Ken Muse

An Intro to SourceLink


In the previous posts, we explored the nature of PDBs and symbol servers. Using PDBs, we have a way to debug our code. Symbol servers provide a way to associate the PDBs with the original code and to distribute the PDBs without including them with the compiled application. This was especially important in the early days of the internet. The nature of this separation, however, prevents PDBs from working in important situations (such as for capturing memory minidumps or creating stack traces on a server). Almost as challenging, the primary tool used for source indexing is closed-source and Windows based; without this step, it was difficult to step into the source code used to compile the application.

Developers needed a way to make debugging easy, eliminating the need for a symbol server while still allowing them to step into the related source code.
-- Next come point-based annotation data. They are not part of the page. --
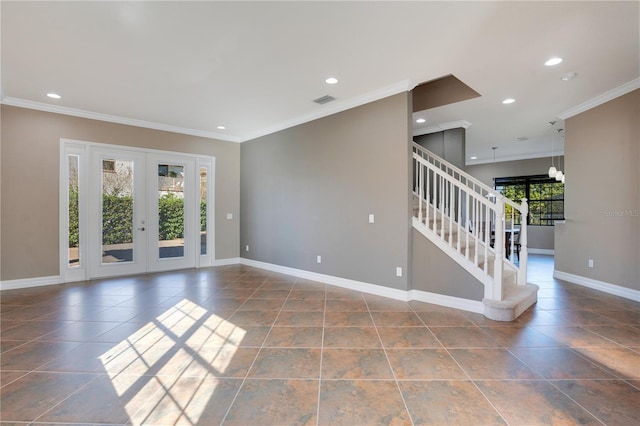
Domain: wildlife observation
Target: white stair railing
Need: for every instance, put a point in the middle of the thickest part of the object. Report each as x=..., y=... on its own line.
x=465, y=218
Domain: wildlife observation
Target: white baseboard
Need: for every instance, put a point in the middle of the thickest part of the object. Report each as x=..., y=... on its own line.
x=224, y=262
x=548, y=252
x=30, y=282
x=448, y=301
x=378, y=290
x=392, y=293
x=627, y=293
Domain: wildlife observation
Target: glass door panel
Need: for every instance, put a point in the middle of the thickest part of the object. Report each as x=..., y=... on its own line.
x=117, y=210
x=73, y=201
x=170, y=211
x=203, y=211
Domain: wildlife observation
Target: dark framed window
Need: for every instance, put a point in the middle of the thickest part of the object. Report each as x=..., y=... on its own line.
x=545, y=196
Several years ago, the .NET community rallied around a standardized approach: Source Link. SourceLink uses NuGet packages that are specific to the source control provider. The build tasks in this package insert additional details into the PDB according to an extensible, open specification. This is similar to traditional source indexing, but is an open standard. It also allows multiple source code providers to co-exist, unlike the original source indexing. This makes it possible to correctly link to code from Git submodules.

Out of the box, SourceLink can support:

  • Azure DevOps (Git and TFVC)
  • Azure DevOps Server (form)
  • GitHub and GitHub Enterprise Server
  • GitLab
  • Bitbucket
  • GitWeb
  • Gitea

In addition, Visual Studio, JetBrains Rider, and other IDEs have been enhanced to support SourceLink. Visual Studio can even use SourceLink to show the appropriate source code when a user chooses to “Go to Definition”. JetBrains Rider offers a similar feature, “Navigate to Sources from Symbol Files”.

Limitations

The current implementation supports mapping the source code for .NET and .NET Framework assemblies, but only supports mapping to the repository for Microsoft Visual C++ packages. Embedding the source code, commit SHA, or specific URL is not yet supported for native binaries. There is also an open issue to improve SourceLink support for Native AOT symbols. At the current time, those details are removed from the final generated debug files. Currently, support is targeted for .NET 9.0.

The SourceLinked PDB

The system relies on a simple premise – every file path should be composable as a URL that can retrieve the file (with proper authentication). The NuGet package for each provider is responsible for providing the URL format and customizing it if necessary. For example:

  • Azure DevOps TFVC repos use https://{collectionUri}/{projectId}/_versionControl?version={revision}&path=/*
  • Azure DevOps Git repos use https://dev.azure.com/{org}/{project}/_apis/git/repositories/{repoName}/items?versionDescriptor.version={commitId}&versionDescriptor.versionType=commit&api-version=4.1-preview&scopePath=/*
  • GitHub repos use https://raw.githubusercontent.com/{owner}/{repo}/{commitId}/*

To minimize the need to rewrite all of the paths in the PDB, SourceLink maps path prefixes to a URL prefix. For cases where a generic path mapping does not make sense, SourceLink can map a specific file path to a specific URL.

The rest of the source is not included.